In my first pieces of work I experiment with a variation of used materials: socks, tights, wool and wire. They are fragile materials, and tend to break very easily. With these materials I create personal spaces; difficult to access spaces, spaces that become personal to me. My subject lies within the protection and safety role of space. Our house, our room, our bed, act to most of us as our shell, a space of reclusion and closure of the outside world. Inspired by spiderwebs, cocoons and birdnests, which to me are the spaces of protection and motherwarmth, I decided to work on an installation that is called 'My Nest'. It bares ressemblance to the structure of a spiderweb. Only I decide to take it one step further: I enclose all open areas within this structure by using used or new socks and tights. I sew these fabrics on to the wire structure with copper wire thread. It represents hours and hours, days and days, weeks and weeks, months and months of repetitive actions, to actually close all the open areas of the web, and to be completely cocooned in by my artwork.
It is a rather therapeutic and an extremely long process. I feel calm and at ease in this space, and the longer I spend time in here, the more I feel at home. My installation is accompanied by sound and film. Only I am allowed in this space. I'm too afraid it will get damaged. I realise that the space is my protection, but question if it's not me who is becoming more protective over this space.

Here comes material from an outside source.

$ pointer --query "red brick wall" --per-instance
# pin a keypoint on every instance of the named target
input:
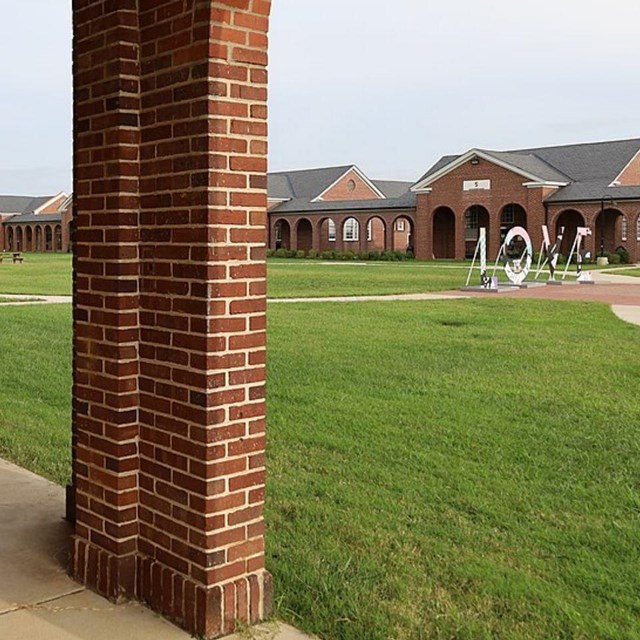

It is now familiar, my little hideaway, a space of reclusion, where total safety can be found within. The photos that I show on this site are part of my work in process, they are my experiments with fragile materials, my expiriments with the limitations of space...
I have chosen to use broken glass for the later pieces as a metaphor for my fragility in the unnatural loss of a close one. This broken glass is used throughout to represent the ongoing emptiness I feel. As with my mourning process, the light has been used to mirror how my strength is growing, and I have used keys to symbolise my acceptance of this void that has been left in my life.